Espécies raras da mata atlântica, árvores frutíferas, animais de vários tipos e tamanhos, rios de águas cristalinas e ruínas históricas. Tudo isso está reunido no Vale do Quilombo, uma área de 20 quilômetros quadrados, onde a Prefeitura pretende instalar o Distrito Industrial de Santos. Para alguns, a implantação de indústrias em meio àquele santuário ecológico fatalmente determinará o fim de uma das últimas e mais ricas reservas florestais do Estado.

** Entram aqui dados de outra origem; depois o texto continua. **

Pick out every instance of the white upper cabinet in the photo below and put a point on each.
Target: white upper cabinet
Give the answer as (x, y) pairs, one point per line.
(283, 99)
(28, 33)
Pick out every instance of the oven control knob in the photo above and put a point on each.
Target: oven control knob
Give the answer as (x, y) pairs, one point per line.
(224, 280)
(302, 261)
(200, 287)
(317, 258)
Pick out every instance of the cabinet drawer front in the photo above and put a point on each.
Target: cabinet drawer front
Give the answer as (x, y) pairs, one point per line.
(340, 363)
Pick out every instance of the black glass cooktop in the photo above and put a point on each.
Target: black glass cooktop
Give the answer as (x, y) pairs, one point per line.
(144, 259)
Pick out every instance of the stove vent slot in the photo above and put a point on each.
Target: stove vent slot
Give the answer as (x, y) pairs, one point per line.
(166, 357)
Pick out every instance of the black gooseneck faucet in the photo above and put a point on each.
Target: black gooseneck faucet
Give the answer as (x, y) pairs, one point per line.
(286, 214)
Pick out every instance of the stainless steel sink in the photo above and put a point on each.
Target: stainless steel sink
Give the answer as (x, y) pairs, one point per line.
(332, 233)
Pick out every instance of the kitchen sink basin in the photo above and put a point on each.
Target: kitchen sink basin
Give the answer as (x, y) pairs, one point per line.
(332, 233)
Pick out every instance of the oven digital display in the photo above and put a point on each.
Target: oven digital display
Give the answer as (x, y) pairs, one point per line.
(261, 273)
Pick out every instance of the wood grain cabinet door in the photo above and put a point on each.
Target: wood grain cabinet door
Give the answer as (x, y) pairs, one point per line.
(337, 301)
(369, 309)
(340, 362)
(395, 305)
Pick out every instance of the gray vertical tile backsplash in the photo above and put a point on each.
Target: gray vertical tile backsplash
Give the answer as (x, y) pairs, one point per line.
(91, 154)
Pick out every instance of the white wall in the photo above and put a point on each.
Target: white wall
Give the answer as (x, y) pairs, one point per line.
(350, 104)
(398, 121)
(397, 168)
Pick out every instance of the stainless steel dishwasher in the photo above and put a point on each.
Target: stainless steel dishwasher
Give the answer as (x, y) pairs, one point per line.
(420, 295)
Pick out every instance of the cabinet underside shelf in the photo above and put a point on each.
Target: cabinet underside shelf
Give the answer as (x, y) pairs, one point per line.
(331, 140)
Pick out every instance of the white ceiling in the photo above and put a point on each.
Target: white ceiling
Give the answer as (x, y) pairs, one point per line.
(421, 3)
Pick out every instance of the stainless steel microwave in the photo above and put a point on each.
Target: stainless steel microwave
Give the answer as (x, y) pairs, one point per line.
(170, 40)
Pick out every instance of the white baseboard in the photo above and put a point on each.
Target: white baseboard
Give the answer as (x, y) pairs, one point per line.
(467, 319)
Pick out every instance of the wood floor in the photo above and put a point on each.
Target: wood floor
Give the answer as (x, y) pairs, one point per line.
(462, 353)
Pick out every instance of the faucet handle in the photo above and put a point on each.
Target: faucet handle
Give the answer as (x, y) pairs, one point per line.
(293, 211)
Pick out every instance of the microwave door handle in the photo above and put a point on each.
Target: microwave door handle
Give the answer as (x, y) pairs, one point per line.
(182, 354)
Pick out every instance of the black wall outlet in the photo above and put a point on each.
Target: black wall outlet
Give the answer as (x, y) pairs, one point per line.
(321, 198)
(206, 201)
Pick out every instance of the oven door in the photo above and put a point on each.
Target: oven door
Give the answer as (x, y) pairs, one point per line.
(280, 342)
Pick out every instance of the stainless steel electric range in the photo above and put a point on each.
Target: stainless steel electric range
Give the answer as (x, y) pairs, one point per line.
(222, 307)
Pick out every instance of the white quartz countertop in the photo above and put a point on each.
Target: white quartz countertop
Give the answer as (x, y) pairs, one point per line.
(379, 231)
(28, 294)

Os ecologistas consideram o projeto do Município simplesmente abominável e acham que oferece riscos incalculáveis para o equilíbrio da natureza, podendo até mesmo ameaçar a própria sobrevivência do homem na região. Acreditam que, em pouco tempo, o Quilombo poderá se transformar em um novo Vale da Morte, ponto de concentração de poluentes mortíferos, favelas e miséria. Não deixam de fazer outro alerta: até mesmo a poluição emanada pelas indústrias de Cubatão, se não for controlada, provocará a degeneração daquela exuberante área quase virgem.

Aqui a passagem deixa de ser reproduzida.